I will show you 2 different methods to do this question :

1. Method 1 - Using Newton's Laws and Equations of Motion :

The acceleration of the object is uniform and in 1 direction and can be found from a relevant equation of motion for constant acceleration in 1 dimension as follows :

${v}^{2} = {u}^{2} + 2 a x$

$\therefore a = \frac{{v}^{2} - {u}^{2}}{2 x} = \frac{{0}^{2} - {7}^{2}}{2 \times 10} = - 2.45 m / {s}^{2}$.

This is acceleration is caused by the frictional force which is the resultant force acting on the object and so by Newton 2 and definition of frictional forces we get :

$\sum \vec{F} = m \vec{a}$

$\therefore - {f}_{k} = m a$, where ${f}_{k} = {\mu}_{k} N$.

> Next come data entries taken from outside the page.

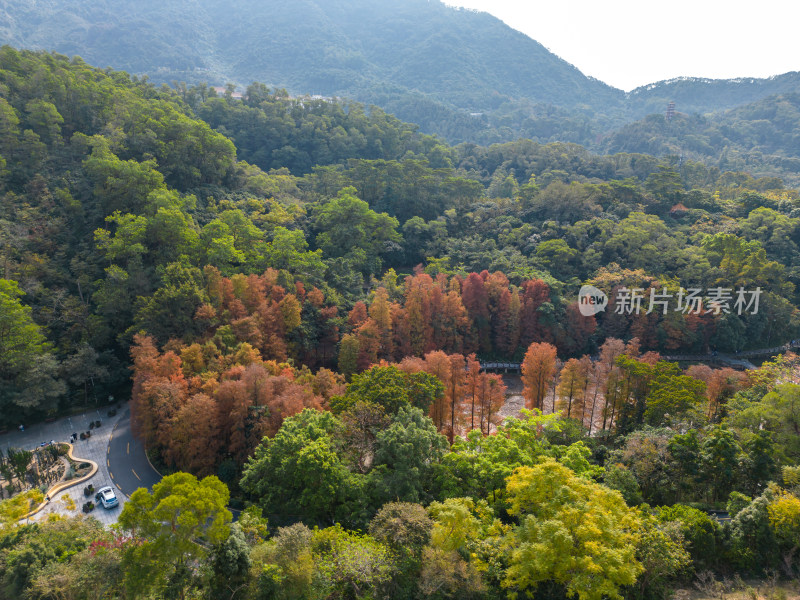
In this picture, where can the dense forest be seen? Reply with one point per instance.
(302, 291)
(460, 74)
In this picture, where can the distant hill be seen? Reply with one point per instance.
(698, 95)
(461, 74)
(761, 137)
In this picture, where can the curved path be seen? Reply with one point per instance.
(127, 461)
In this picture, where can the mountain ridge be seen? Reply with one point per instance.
(459, 73)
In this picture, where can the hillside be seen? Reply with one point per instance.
(299, 299)
(461, 74)
(761, 137)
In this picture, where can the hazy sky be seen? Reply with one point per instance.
(628, 43)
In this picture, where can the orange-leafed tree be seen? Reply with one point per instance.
(380, 310)
(471, 386)
(571, 388)
(491, 396)
(538, 370)
(194, 444)
(476, 301)
(438, 364)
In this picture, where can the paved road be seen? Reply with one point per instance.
(127, 463)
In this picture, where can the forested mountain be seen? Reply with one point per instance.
(123, 203)
(296, 295)
(458, 73)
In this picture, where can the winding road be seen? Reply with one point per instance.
(126, 459)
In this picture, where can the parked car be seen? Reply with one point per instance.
(106, 497)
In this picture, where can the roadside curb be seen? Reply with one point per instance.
(64, 485)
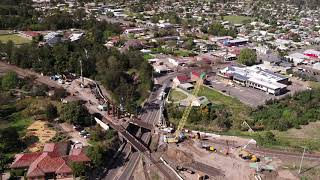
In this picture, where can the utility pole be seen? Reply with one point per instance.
(304, 150)
(81, 67)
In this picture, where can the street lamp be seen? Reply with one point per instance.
(304, 150)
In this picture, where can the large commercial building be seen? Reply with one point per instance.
(257, 78)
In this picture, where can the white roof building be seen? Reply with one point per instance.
(257, 78)
(297, 58)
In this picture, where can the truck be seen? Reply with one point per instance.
(102, 107)
(248, 156)
(209, 148)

But $N = m g \implies {\mu}_{k} m g = m a$.

$\therefore {\mu}_{k} = \frac{a}{g} = \frac{2.45}{9.8} = 0.25$.

2. Method 2 - Using energy considerations :

The Work-Energy Theorem states that the work done by the resultant force equals the change in kinetic energy brought about.

$\therefore {W}_{{f}_{k}} = \Delta {E}_{k}$

$\therefore {f}_{k} \cdot x = \frac{1}{2} m \left({v}^{2} - {u}^{2}\right)$

$\therefore {\mu}_{k} m g \cdot x = \frac{1}{2} m \left({v}^{2} - {u}^{2}\right)$

$\therefore {\mu}_{k} = \frac{{v}^{2} - {u}^{2}}{2 g x} = \frac{{0}^{2} - {7}^{2}}{2 \times 9.8 \times 10} = 0.25$.